また、ここまで城西方面の駅はほとんど登場していない。以下に今回のランキングの下位20駅を掲載するが、下落合や沼袋、下高井戸、野方、と城西地域の各駅が名を連ねており、いずれも平均専有面積が21m2前後。城西エリアは、家賃に比して部屋が狭いエリアといえそうだ。
ランキング下位は? 面積あたりの単価を考えてみると?
下位には、都心と城西地域
ここまで城西方面の駅はほとんど登場していない。以下に今回のランキングの下位20駅を掲載するが、都心部のいわゆる一等地のほか、下落合や沼袋、下高井戸、野方、と城西地域の各駅が名を連ねており、いずれも平均専有面積が21m2前後。城西エリアは、家賃に比して部屋が狭いエリアといえそうだ。
平米単価ランキングは、城北・城東地域が上位を独占
続いて、1m2あたりの賃料(以下、平米単価)を見てみよう。寝るためだけの家ではなく、在宅時間を充実させようと思えば、ある程度の広さが必要となるだろう。部屋を探すときに1m2あたりの賃料を考えるのもひとつの住まいの探し方だ。山手線の各駅まで20分でアクセス可能な範囲内で、平米単価が安い順に並べると、ここでも「高野」駅と「扇大橋」駅がトップ2。3位は「足立小台」駅となった。以降、「小菅」駅(東武伊勢崎線)、「亀有」駅(JR常磐線)、「小岩」駅(JR総武線)、「金町」駅(JR常磐線)と城東地域の各駅が並ぶ。
住みたい街は、人それぞれである
今回のランキングでは、都心に近く“家賃のわりに広い部屋に住める駅”を紹介した。とはいえ、暮らしは家の中だけでは成立しない。在宅時間が増えたからこそ、自宅周辺の利便性や自然環境を感じる機会も増えるし、公園やカフェなど、お気に入りの過ごし方ができる場所も必要になるだろう。また、リモートワークによって職場での人とのかかわりが減った分、地域のコミュニティに参加する意義も増しているのではないだろうか。広さなど、家のスペックは暮らしにかかわる要素のひとつにすぎない。いかに自分らしい暮らしの場を見つけられるかが大切だ。
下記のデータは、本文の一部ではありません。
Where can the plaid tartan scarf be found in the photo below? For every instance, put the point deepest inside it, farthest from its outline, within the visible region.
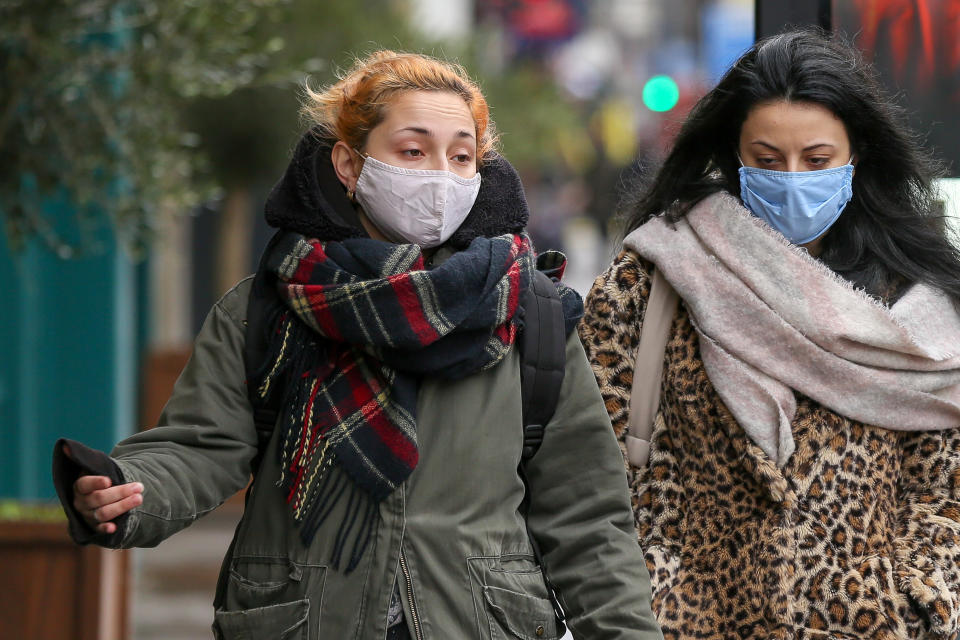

冒頭に述べたように、生活スタイルや価値観が多様化し、杓子定規に街を評価することはナンセンスな時代である。住みたい街として紹介されることも多い吉祥寺は、今回の「家賃のわりに広い部屋に住める駅」という視点では、下から11番目だ。本ランキングは、「家賃のわりに広い家に住みたいが、都心へのアクセスも諦められない」という人を想定してお届けしているが、決して誰にでもぴったり当てはまるランキングではない。あくまで参考指標のひとつとし、人生を豊かにする街選びをしてほしいと思う。
今後も編集部では、一人ひとりの住まい探しに少しでも寄り添うランキングをお届けしていきたい。